CUDA out of memory in the validation section

MayThet · June 8, 2023, 8:29am

I encountered a CUDA out of memory error according to the attached code.
The error line code is

 Vrestored = model_restoration(Vinput_)

The error specifically occurred during the validation phase, which was placed within the training step. To address the issue, I attempted to delete some variables in the training part and clear the memory cache. However, these attempts did not resolve the problem. I also tried reducing the batch size, using the garbage collector, and utilizing the torch.no_grad() approach, but none of these methods were successful.

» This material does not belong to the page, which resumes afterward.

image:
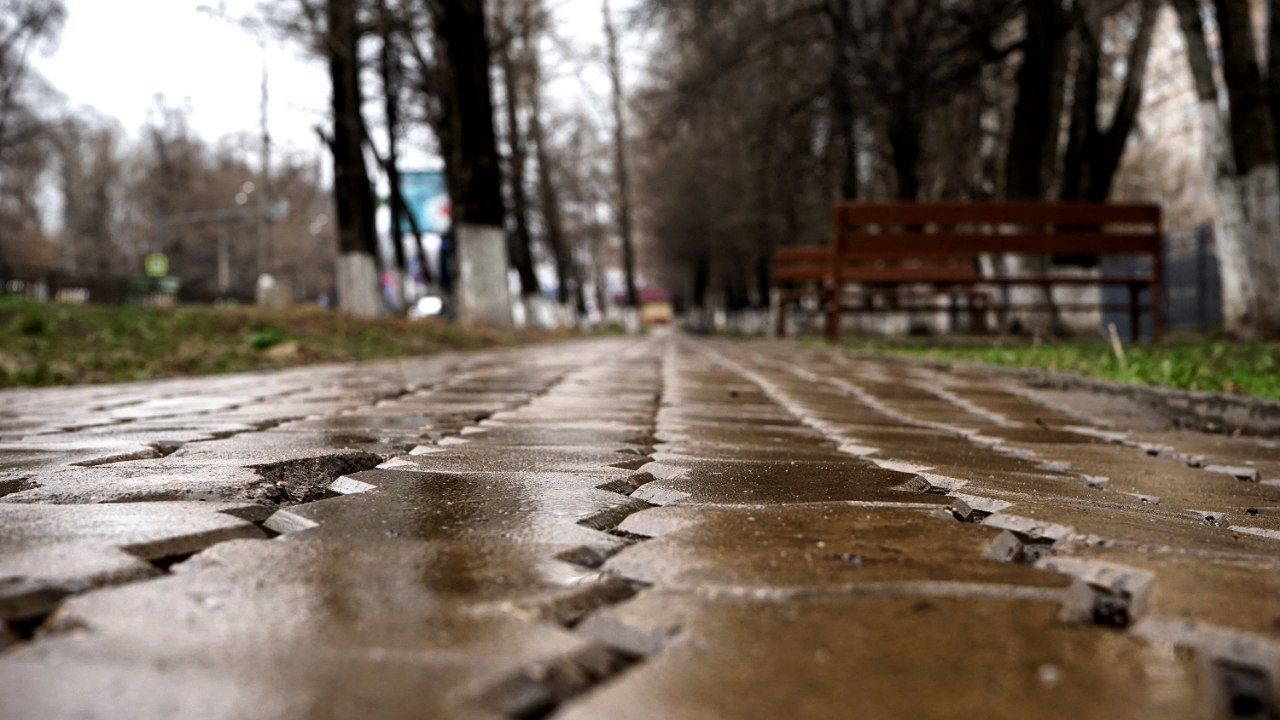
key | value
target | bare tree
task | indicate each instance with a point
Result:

 for epoch in range(start_epoch, opt.OPTIM.NUM_EPOCHS + 1):
        epoch_start_time = time.time()
        epoch_loss = 0
        train_id = 1

        model_restoration.train()
        for i, data in enumerate(tqdm(train_loader), 0):

            # zero_grad
            for param in model_restoration.parameters():
                param.grad = None

            with torch.no_grad():

                target = data[0].to('cuda')
                input_ = data[1].to('cuda')

            if epoch > 5:
                target, input_ = mixup.aug(target, input_)
            with torch.no_grad():
                restored = model_restoration(input_)

            # Compute loss at each stage
            loss = np.sum([criterion(torch.clamp(restored[j], 0, 1), target) for j in range(len(restored))])
            loss.requires_grad = True
            loss.backward()
            optimizer.step()
            epoch_loss += loss.item()

            del target, input_, restored
            torch.cuda.empty_cache()

            #### Evaluation ####
            if i % eval_now == 0 and i > 0 and (epoch in [1, 25, 45] or epoch > 60):
                model_restoration.eval()
                psnr_val_rgb = []
                for ii, data_val in enumerate((val_loader), 0):
                    Vtarget = data_val[0].to('cuda')
                    Vinput_ = data_val[1].to('cuda')

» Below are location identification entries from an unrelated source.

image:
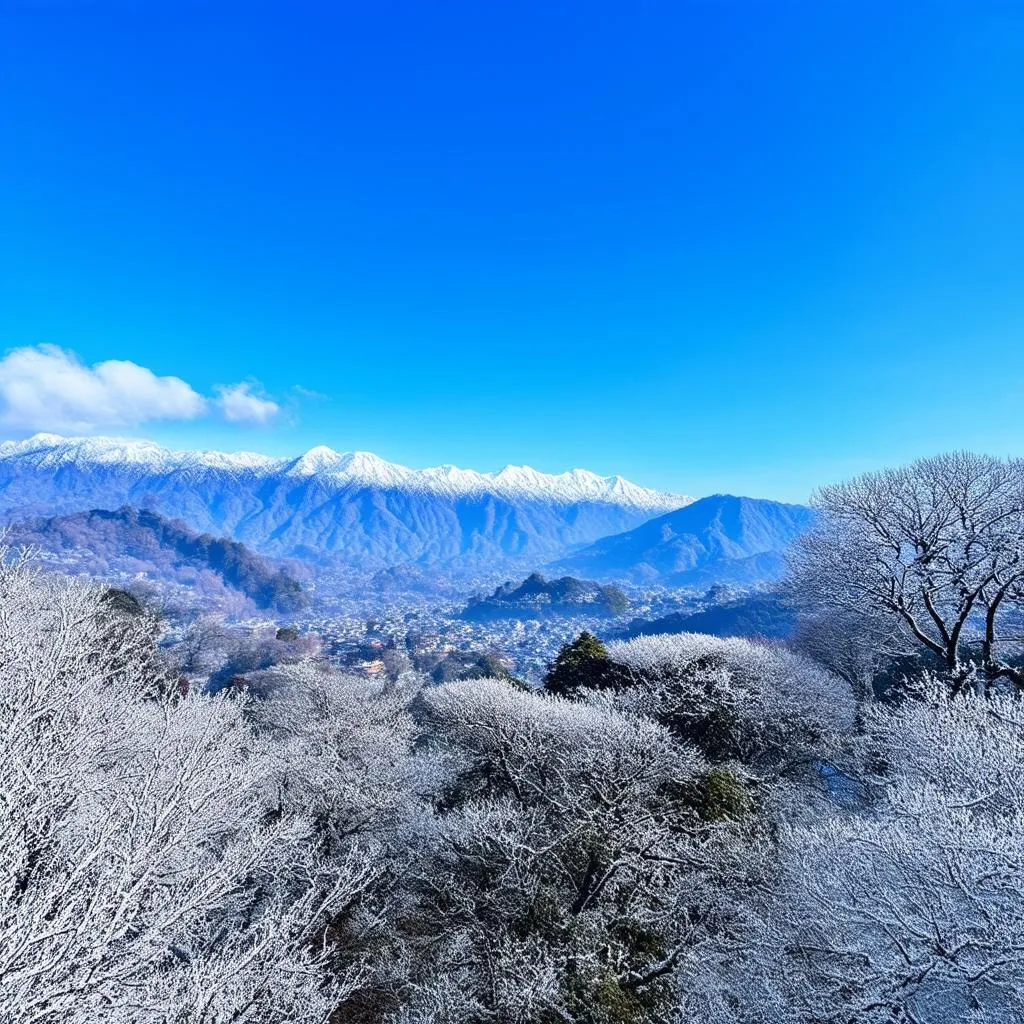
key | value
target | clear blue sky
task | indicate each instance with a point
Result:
(708, 245)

                    with torch.no_grad():
                        Vrestored = model_restoration(Vinput_)
                    Vrestored = Vrestored[0]

                    for res, tar in zip(Vrestored, Vtarget):
                        psnr_val_rgb.append(utils.torchPSNR(res, tar))

                del Vtarget, Vinput_, Vrestored
                torch.cuda.empty_cache()

                psnr_val_rgb = torch.stack(psnr_val_rgb).mean().item()

ptrblck · June 8, 2023, 9:12am

Unrelated to the OOM error, but your training code looks already broken.

These lines of code:

with torch.no_grad():
    restored = model_restoration(input_)

# Compute loss at each stage
loss = np.sum([criterion(torch.clamp(restored[j], 0, 1), target) for j in range(len(restored))])
loss.requires_grad = True
loss.backward()
optimizer.step()

will not update the model since the forward pass was performed in a no_grad context.
Setting the .requires_grad attribute of the loss tensor does not fix this.
Also, you are using numpy operations, which Autograd would not understand, so stick to PyTorch ops.

For the OOM issue I would check how large the validation batch size is and would reduce it if needed.

MayThet · June 9, 2023, 10:15am

Despite reducing the validation batch size to 8 and making relevant code modifications according to the attached code. I think the np.sum operation make the longer training time. How can I solve this problem?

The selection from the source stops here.